José Ángel Santiago Ábrego
José Ángel Santiago Ábrego
Licenciado en Derecho por el ITAM y socio de SAI, Derecho & Economía, especializado en litigio administrativo, competencia económica y sectores regulados. Ha sido reconocido por Chambers and Partners Latin America durante nueve años consecutivos y figura en la lista de “Leading individuals” de Legal 500 desde 2019. Es Presidente de la Asociación Nacional de Abogados de Empresa y consejero del Consejo General de la Abogacía Mexicana. Ha sido profesor de amparo en el ITAM. Esta columna refleja su opinión personal.

Lady Uber

José Ángel Santiago Ábrego

La semana pasada trascendió un video en el que una pasajera de transporte por aplicación perdió la cabeza contra el conductor por no acatar sus instrucciones de manejo. Harto, pero con tono bajo, el conductor le solicitó bajar del coche.

No avanzaría más. El video muestra cómo la pasajera alza el teléfono para reportar al conductor, pero no por su impericia o por falta de modales, sino por un supuesto acoso que no se advierte del video. Incluso, la conocida como Lady Uber sentencia: “Avanzas o te avientas cinco años de cárcel”.

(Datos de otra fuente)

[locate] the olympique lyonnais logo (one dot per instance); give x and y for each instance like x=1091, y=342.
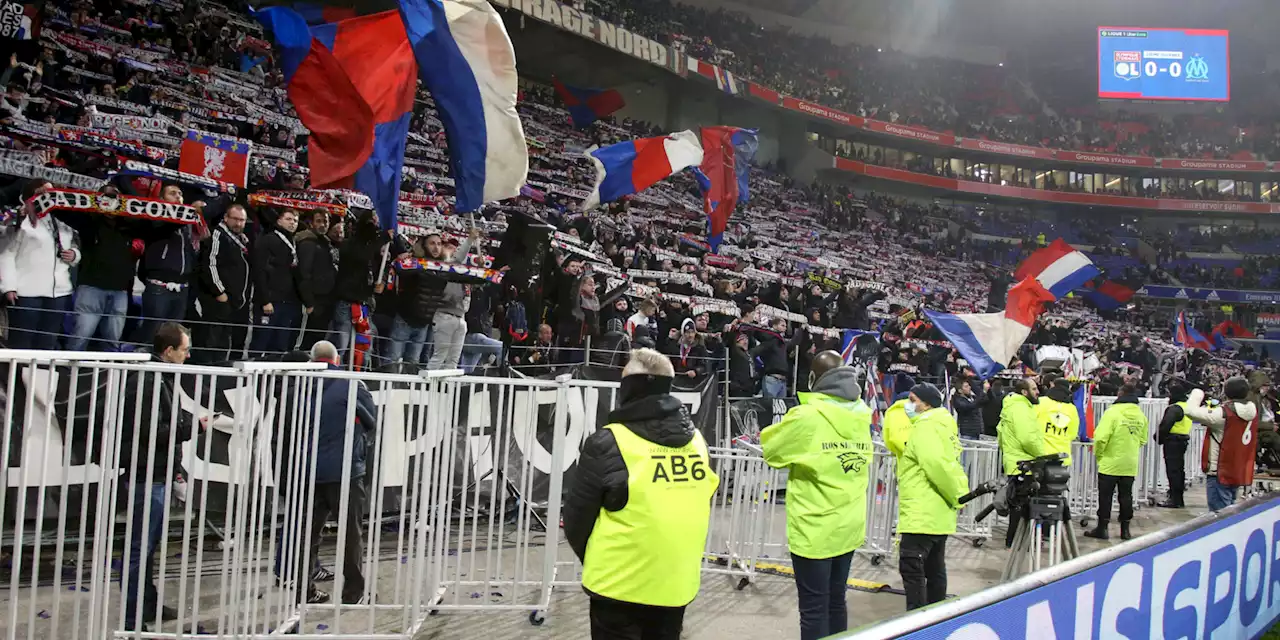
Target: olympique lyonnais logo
x=1128, y=64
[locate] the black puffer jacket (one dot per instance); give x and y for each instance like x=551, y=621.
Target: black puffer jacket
x=600, y=476
x=316, y=272
x=969, y=414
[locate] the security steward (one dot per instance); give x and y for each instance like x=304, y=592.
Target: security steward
x=1174, y=435
x=1020, y=438
x=826, y=446
x=639, y=506
x=1060, y=419
x=931, y=480
x=1118, y=443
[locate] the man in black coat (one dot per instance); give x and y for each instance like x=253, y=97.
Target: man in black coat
x=278, y=307
x=225, y=289
x=149, y=447
x=318, y=273
x=968, y=406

El episodio volvió a poner al descubierto una vieja discusión social. Por un lado, están quienes protestan contra las acusaciones falsas: sostienen que el péndulo ha llegado a tal extremo que los hombres han sido posicionados como enemigo social, donde basta la sola acusación de acoso para correr el riesgo de escarnio e, incluso, de pisar prisión. Por el otro lado, están quienes creen que este episodio no debe ser razón para restar terreno a movimientos como #MeToo, sin los cuales no se habrían generado las condiciones para que terribles casos salieran a la luz e, incluso, fueran investigados.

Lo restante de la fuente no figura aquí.